ReFrame
- Formation: February 22, 2017; 9 years ago
- Founder: Women in Film and Television International; Sundance Institute;
- Type: Non-profit
- Purpose: To celebrate and promote gender parity with greater inclusion of women in the media industry
- Headquarters: 4221 Wilshire Boulevard Los Angeles, California, U.S.
- Website: www.reframeproject.org
- Formerly called: The Systemic Change Project

= ReFrame =

American non-profit organisation

ReFrame (also known as ReFrame Project; formerly known as the Systemic Change Project) is an American non-profit organization founded by Women in Film LA and the Sundance Institute together with over 50 leaders and influencers in Hollywood, with the goal of providing research, support, and a practical framework to its partner companies to give them a way to "mitigate bias during the creative decision-making and hiring process, celebrate successes, and measure progress toward a more gender-representative industry on all levels". Alison Emilio serves as the director.

== History ==
The Systemic Change Project, a joint venture between Women in Film and the Sundance Institute, originated from a secret meeting of 44 Hollywood leaders to address the gender parity issue in the industry. From the Systemic Change Project, ReFrame was founded by a group of ReFrame Ambassabors, active male and female leaders across the entertainment industry ranging from studio heads to guild representatives, ReFrame seeks to use a developed research-based action plan to promote gender parity, inclusivity, diversity, and increase the presence of women in the media industry.

== Programs ==
=== 14-Point Culture Change and Production Roadmap ===
Building on existing diversity programs, the roadmap provides tools, training, and practices tailored to entertainment executives and creative teams to address the systemic barriers in the creative and financial aspects of the business.
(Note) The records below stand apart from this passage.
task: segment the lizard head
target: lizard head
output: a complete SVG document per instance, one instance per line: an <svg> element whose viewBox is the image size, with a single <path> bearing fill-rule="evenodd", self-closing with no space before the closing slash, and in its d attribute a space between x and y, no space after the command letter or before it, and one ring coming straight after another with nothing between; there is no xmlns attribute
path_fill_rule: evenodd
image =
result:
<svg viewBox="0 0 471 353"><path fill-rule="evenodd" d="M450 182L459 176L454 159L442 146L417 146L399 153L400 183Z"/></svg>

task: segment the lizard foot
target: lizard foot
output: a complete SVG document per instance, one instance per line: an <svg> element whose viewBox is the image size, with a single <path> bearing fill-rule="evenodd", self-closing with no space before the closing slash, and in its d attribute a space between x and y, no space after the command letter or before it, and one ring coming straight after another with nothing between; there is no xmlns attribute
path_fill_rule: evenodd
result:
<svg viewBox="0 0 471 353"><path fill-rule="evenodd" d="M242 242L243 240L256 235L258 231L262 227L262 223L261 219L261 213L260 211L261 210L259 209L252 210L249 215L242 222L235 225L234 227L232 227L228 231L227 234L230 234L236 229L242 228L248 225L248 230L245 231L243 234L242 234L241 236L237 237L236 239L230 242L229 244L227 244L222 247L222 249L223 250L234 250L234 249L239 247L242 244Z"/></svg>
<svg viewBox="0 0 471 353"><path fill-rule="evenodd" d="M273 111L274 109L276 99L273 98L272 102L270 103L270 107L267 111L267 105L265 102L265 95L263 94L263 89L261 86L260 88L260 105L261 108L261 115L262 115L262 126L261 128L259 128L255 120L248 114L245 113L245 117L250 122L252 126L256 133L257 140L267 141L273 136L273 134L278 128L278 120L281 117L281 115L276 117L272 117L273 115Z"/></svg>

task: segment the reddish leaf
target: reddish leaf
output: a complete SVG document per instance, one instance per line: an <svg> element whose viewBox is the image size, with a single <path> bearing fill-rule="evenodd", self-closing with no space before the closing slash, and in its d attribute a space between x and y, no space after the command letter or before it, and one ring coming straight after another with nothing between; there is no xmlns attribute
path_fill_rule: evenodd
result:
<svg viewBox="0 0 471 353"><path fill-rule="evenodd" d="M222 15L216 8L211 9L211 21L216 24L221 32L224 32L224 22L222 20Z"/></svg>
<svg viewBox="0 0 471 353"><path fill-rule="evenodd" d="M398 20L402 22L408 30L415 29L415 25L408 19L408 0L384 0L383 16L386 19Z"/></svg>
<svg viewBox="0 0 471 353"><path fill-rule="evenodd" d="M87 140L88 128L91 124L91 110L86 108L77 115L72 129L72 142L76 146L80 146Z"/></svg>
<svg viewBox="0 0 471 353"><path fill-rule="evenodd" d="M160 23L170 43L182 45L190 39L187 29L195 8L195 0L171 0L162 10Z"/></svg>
=== ReFrame Rise Directors Program ===
On June 12, 2019, the ReFrame Rise Directors Program was announced as a mentorship program. It was an industry-wide two-year sponsorship that identified promising female directors poised to lead studio features and TV projects, and provided them with endorsement and support. Those selected for ReFrame Rise received complimentary IMDbPro memberships.

=== ReFrame Stamp ===

The ReFrame Stamp is a distinction awarded to film and TV productions that satisfy predetermined criteria with a large number of women in key roles in front and behind the camera as actresses, members of the production, and department heads. Criteria for the award includes having a female protagonist with top billing, female characters with a lot of screen time, female directors and screenwriters with additional recognition towards women of color in main roles. The stamp is awarded based on the number of points fulfilled by the aforementioned criteria. After a film or television program is awarded the stamp, a logo is added to the end credits.